Aripiprazole has both agonistic and antagonistic effects on the dopaminergic system in endocrinological challenge tests

Abstract

Aripiprazole, a novel antipsychotic agent, acts as a partial agonist at dopamine D2 receptors and at serotonin 5-HT1A receptors, and as a potent antagonist at 5-HT2A receptors.
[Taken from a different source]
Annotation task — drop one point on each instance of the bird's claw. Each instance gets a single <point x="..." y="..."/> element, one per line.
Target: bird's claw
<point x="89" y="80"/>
In the present study, 24 healthy male subjects were included after written informed consent. In a randomized placebo-controlled double-blind study, the volunteers were treated for 2 weeks either with placebo or with aripiprazole (15mg daily). Before and after the 2-week treatment period, a low-dose apomorphine test (0.005mg/kg s.c.) and a low-dose haloperidol test (0.5mg i.v.) were performed. Hormonal parameters (ACTH, cortisol, GH [growth hormone], prolactin) were determined in each test. In the placebo group (n=12), the GH response to the dopamine agonist apomorphine and the prolactin response to the dopamine antagonist haloperidol remained unchanged. However, in participants treated with aripiprazole (n=12) both the apomorphine-induced GH stimulation and the haloperidol-induced prolactin response were significantly reduced. No significant effects were seen with regard to ACTH and cortisol. Apparently, aripiprazole acts as a dopamine antagonist under hyperdopaminergic conditions (apomorphine test) blocking the dopaminergic stimulation of GH and also as a dopamine agonist in a hypodopaminergic situation (haloperidol test) antagonizing the antidopaminergic disinhibition of prolactin release. Using this endocrinological challenge paradigm, aripiprazole seems to be a dopamine system stabilizer.